En France, l'échec scolaire, qui peut mener au décrochage, intervient de plus en plus tôt. Dans les écoles de la deuxième chance, qui accueillent des jeunes de 16 à 25 ans, déscolarisés et sans diplôme, la proportion des 16-17 ans est passée de 6 % il y a 5 ans à 19 % aujourd'hui.

Atelier de cours de mise a niveau en vocabulaire, conjugaison, langue française et en mathématiques dans une école de la deuxième chance de Valence (Drôme).
Atelier de cours de mise a niveau en vocabulaire, conjugaison, langue française et en mathématiques dans une école de la deuxième chance de Valence (Drôme). © AFP / Hans Lucas / Nicolas Guyonnet

À l'école de la deuxième chance de Creil, dans l'Oise, la moyenne d'âge des stagiaires est de 17 ans. Parmi eux, Kenny est arrivé en février dernier, à l'âge de 16 ans. Il avait arrêté les cours au collège, en classe de troisième. Il était totalement bloqué et s'exprimait à peine. Aujourd'hui ce grand jeune homme brun est à l'aise pour parler de sa situation. Il a retrouvé de la motivation et cherche à entrer dans un CFA, un Centre de formation d'apprentis. 

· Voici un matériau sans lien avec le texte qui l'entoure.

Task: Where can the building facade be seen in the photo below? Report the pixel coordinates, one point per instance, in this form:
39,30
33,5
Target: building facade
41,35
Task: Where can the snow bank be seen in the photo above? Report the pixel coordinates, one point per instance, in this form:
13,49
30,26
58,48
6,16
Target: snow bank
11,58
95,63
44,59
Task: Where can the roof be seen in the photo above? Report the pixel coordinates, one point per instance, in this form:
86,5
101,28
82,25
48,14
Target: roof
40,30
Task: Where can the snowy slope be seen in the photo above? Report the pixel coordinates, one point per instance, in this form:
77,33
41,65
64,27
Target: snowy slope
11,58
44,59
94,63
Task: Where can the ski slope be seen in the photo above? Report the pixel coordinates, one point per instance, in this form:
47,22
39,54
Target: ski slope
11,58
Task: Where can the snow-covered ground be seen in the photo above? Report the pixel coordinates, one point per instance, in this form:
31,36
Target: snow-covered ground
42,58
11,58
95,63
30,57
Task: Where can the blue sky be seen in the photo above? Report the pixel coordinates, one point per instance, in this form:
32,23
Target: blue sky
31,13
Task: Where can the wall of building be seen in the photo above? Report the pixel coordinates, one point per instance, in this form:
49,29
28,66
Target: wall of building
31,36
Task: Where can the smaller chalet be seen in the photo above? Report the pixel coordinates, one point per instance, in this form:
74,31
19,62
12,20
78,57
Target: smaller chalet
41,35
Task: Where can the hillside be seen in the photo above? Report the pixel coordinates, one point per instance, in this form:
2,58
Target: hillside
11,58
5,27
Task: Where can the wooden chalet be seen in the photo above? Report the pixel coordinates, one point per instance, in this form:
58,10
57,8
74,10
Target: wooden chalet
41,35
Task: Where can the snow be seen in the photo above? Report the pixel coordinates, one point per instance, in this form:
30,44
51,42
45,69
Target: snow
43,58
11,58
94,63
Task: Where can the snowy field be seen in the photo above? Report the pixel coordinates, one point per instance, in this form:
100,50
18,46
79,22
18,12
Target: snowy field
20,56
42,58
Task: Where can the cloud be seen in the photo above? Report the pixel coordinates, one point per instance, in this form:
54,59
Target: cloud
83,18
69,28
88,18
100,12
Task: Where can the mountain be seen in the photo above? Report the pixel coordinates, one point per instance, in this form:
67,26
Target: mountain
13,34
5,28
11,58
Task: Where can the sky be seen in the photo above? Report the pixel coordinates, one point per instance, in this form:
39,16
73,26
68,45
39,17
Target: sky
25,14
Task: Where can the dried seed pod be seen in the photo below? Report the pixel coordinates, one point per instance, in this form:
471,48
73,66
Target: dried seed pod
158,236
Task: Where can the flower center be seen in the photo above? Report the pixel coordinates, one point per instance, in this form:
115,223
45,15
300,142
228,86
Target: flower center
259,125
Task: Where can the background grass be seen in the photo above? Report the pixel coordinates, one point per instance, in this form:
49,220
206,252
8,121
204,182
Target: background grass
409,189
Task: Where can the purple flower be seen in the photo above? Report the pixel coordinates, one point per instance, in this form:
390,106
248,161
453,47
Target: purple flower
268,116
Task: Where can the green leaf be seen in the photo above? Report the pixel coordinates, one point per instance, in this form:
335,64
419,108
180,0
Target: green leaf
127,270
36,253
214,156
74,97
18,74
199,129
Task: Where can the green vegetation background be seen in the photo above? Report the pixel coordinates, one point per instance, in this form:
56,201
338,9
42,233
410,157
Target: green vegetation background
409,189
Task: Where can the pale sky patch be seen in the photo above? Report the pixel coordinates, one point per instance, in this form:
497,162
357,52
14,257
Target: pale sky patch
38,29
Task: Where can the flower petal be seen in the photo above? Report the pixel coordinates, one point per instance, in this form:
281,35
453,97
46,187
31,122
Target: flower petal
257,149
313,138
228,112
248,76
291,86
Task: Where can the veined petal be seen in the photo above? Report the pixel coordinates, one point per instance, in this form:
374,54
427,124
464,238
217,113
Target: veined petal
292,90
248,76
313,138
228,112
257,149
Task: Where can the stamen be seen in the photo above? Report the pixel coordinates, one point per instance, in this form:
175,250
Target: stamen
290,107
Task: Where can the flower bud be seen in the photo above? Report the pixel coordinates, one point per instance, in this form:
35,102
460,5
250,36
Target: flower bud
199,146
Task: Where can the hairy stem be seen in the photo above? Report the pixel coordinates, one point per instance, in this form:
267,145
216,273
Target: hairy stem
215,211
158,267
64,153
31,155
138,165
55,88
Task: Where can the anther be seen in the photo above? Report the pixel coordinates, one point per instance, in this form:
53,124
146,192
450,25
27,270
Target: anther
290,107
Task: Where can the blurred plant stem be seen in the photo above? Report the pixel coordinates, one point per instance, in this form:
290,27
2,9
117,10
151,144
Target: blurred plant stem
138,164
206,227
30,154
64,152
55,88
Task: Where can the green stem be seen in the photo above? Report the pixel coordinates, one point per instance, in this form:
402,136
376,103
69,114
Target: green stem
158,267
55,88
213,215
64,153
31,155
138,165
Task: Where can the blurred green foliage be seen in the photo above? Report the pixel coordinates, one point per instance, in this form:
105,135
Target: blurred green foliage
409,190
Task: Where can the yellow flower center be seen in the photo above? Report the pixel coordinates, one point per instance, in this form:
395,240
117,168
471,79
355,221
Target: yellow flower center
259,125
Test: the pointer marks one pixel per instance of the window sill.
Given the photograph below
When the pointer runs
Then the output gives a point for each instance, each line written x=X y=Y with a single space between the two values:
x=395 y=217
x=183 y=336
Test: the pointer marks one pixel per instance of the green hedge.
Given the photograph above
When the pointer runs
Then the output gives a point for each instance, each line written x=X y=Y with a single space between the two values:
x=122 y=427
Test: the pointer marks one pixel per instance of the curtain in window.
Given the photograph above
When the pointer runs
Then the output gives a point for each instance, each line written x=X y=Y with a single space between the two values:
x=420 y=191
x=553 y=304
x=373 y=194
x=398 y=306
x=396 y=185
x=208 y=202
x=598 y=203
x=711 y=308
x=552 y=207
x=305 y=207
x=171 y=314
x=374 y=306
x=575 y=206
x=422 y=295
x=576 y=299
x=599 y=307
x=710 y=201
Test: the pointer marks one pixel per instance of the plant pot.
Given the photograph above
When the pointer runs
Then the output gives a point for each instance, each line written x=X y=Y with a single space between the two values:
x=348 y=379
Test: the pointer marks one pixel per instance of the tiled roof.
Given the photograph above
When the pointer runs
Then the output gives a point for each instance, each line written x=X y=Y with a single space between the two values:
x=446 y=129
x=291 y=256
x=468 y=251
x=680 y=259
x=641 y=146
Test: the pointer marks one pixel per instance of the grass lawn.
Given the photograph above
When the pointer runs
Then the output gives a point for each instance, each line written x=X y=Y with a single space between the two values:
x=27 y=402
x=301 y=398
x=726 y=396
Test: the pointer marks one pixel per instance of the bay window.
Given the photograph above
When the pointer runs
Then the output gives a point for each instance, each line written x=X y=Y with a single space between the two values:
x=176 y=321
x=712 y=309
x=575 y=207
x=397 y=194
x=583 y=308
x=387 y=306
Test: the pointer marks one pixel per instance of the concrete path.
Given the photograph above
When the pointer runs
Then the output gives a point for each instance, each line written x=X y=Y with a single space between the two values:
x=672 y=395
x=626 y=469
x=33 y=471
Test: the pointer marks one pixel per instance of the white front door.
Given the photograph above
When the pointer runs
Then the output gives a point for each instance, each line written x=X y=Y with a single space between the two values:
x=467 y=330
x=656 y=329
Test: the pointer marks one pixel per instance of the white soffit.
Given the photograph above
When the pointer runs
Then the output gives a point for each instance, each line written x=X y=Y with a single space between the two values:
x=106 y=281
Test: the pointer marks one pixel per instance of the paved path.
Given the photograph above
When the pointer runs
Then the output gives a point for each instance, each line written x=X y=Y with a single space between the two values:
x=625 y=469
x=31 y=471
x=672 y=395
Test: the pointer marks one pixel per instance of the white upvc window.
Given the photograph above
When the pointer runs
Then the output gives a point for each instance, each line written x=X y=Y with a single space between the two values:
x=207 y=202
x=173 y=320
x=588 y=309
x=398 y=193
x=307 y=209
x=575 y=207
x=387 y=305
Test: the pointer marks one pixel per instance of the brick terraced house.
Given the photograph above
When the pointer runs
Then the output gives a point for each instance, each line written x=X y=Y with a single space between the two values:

Mais son jeune âge est parfois un obstacle : "C'est plus compliqué pour les moyens de transport, pour les déplacements parce que les CFA ne sont pas si proches que ça, selon ce que l'on veut faire. Dans la menuiserie parfois ils ne m'ont pas pris parce que je n'avais pas 18 ans. Pour eux c'était trop dangereux. Pour certains métiers, c'est compliqué", raconte-t-il à France Inter en ce 23 septembre, journée du refus de l'échec scolaire.

De plus en plus de phobies scolaires

15 600 jeunes sont accueillis dans ces écoles de la deuxième chance. Ce sont des écoles sous statut associatif, financées principalement par l'Etat et les régions. Les stagiaires alternent entre formation à l'école et stages en entreprise.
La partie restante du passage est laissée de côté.